7 Steps to Mastering Data Cleaning and Preprocessing Techniques
Are you trying to solve your first data science project? This tutorial will help you to guide you step by step to prepare your dataset before applying the machine learning model.
Illustration by Author. Inspired by MEME of Dr. Angshuman Ghosh
Mastering Data Cleaning and Preprocessing Techniques is fundamental for solving a lot of data science projects. A simple demonstration of how important can be found in the meme about the expectations of a student studying data science before working, compared with the reality of the data scientist job.
We tend to idealise the job position before having a concrete experience, but the reality is that it’s always different from what we really expect. When working with a real-world problem, there is no documentation of the data and the dataset is very dirty. First, you have to dig deep in the problem, understand what clues you are missing and what information you can extract.
After understanding the problem, you need to prepare the dataset for your machine learning model since the data in its initial condition is never enough. In this article, I am going to show seven steps that can help you on pre-processing and cleaning your dataset.

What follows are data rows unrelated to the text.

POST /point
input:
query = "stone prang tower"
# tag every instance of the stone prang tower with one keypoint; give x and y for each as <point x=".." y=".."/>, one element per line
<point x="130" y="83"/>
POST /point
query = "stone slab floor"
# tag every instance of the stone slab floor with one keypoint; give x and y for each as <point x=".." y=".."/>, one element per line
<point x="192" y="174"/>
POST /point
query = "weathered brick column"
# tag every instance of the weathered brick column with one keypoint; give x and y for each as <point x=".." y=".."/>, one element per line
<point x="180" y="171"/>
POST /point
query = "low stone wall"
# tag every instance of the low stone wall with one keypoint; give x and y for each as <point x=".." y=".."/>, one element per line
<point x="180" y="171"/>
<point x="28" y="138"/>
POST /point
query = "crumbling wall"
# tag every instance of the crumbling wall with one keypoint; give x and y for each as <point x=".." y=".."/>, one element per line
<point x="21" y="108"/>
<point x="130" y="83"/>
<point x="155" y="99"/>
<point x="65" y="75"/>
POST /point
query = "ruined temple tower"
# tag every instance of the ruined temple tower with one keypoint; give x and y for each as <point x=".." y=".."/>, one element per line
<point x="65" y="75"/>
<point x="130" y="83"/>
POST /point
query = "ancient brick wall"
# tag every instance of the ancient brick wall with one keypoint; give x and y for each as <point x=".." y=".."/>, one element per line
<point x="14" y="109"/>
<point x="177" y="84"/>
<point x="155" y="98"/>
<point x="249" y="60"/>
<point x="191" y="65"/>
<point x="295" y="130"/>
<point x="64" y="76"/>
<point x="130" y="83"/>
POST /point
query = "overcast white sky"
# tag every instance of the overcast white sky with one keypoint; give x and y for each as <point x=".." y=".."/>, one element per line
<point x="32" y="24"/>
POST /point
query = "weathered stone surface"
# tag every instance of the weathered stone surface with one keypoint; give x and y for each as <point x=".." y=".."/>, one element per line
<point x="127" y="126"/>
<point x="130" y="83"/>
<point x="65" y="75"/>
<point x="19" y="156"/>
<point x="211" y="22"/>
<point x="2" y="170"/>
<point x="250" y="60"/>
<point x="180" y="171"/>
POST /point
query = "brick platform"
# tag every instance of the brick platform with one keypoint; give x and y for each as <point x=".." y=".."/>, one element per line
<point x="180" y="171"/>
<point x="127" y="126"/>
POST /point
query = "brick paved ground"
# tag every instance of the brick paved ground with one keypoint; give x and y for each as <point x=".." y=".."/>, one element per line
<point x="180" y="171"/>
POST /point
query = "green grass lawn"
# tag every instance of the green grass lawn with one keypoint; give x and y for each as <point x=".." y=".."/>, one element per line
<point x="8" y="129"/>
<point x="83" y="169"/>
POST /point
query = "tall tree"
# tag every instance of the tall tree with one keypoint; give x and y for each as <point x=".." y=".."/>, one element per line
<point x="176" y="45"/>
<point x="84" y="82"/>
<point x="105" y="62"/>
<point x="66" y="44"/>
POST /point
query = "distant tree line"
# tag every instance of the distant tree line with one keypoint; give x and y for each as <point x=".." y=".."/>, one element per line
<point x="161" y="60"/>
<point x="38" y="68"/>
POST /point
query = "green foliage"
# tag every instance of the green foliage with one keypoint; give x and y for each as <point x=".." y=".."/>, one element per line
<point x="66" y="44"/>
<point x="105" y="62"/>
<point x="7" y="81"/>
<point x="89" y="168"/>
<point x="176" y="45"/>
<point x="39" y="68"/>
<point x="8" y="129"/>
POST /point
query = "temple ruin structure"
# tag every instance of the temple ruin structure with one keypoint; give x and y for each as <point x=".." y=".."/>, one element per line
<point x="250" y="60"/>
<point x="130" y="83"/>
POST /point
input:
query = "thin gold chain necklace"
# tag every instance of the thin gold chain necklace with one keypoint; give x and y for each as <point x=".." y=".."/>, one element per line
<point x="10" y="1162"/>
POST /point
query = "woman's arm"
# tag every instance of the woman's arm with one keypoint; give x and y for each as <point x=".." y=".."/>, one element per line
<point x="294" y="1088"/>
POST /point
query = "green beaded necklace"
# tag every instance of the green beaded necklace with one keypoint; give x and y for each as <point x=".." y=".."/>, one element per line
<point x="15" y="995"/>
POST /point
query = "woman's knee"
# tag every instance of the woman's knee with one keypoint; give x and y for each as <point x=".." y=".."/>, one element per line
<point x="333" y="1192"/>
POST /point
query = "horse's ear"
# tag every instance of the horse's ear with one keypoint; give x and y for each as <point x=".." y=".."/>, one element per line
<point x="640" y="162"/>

Step 1: Exploratory Data Analysis
The first step in a data science project is the exploratory analysis, that helps in understanding the problem and taking decisions in the next steps. It tends to be skipped, but it’s the worst error because you’ll lose a lot of time later to find the reason why the model gives errors or didn’t perform as expected.
Based on my experience as data scientist, I would divide the exploratory analysis into three parts:
- Check the structure of the dataset, the statistics, the missing values, the duplicates, the unique values of the categorical variables
- Understand the meaning and the distribution of the variables
- Study the relationships between variables
To analyse how the dataset is organised, there are the following Pandas methods that can help you:
df.head()
df.info()
df.isnull().sum()
df.duplicated().sum()
df.describe([x*0.1 for x in range(10)])
for c in list(df):
print(df[c].value_counts())
When trying to understand the variables, it’s useful to split the analysis into two further parts: numerical features and categorical features. First, we can focus on the numerical features that can be visualised through histograms and boxplots. After, it’s the turn for the categorical variables. In case it’s a binary problem, it’s better to start by looking if the classes are balanced. After our attention can be focused on the remaining categorical variables using the bar plots. In the end, we can finally check the correlation between each pair of numerical variables. Other useful data visualisations can be the scatter plots and boxplots to observe the relations between a numerical and a categorical variable.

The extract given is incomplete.